Election to transfer stock at less than market value

When an unincorporated business is transferred to a company with its stock and work in progress these are deemed to be transferred at net realisable value, broadly, the amount it could be sold for to a third party, often referred to as market value (MV). If this is higher than the cost the notional profit is taxable on the transferring business. To prevent this an election can be made to treat the stock as transferred at cost value.

Example

Jack owns and runs a business as a wholesaler. He intends to transfer the trade to a company in which he is the only director shareholder. The stock on hand cost £75,000, but its MV is £175,000. This figure is used to work out the taxable profit for the final period of trading of the unincorporated business, which adds £100,000 (£175,000 - £75,000) to Jack’s taxable profit.

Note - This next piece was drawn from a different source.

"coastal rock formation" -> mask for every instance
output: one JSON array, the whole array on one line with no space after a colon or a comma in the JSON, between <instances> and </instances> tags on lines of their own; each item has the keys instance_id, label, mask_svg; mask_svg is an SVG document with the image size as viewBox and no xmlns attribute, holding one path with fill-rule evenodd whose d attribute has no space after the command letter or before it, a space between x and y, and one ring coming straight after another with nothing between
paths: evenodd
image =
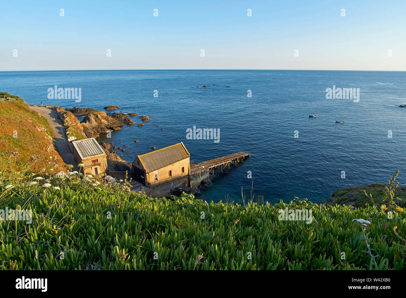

Under s.178 Income Tax (Trading and Other Income) Act 2005 two businesses which are connected for tax purposes can make a joint election so that the transfer is treated as made at the higher of cost and the amount paid for the stock by the transferee. In the example Jack and his company can make an election to treat the stock as transferred at cost (£75,000). This means there would be no addition to Jack’s taxable profit resulting from the transfer. The company is treated as acquiring the stock for £75,000.

When to make the election

The election must be made in writing on or before the first anniversary of the normal self-assessment filing date for the tax year in which the cessation of the transferor’s business occurred.

For example, for a business that ceased trade and was transferred on 1 May 2022 (2022/23) the election must be made on or before 31 January 2025.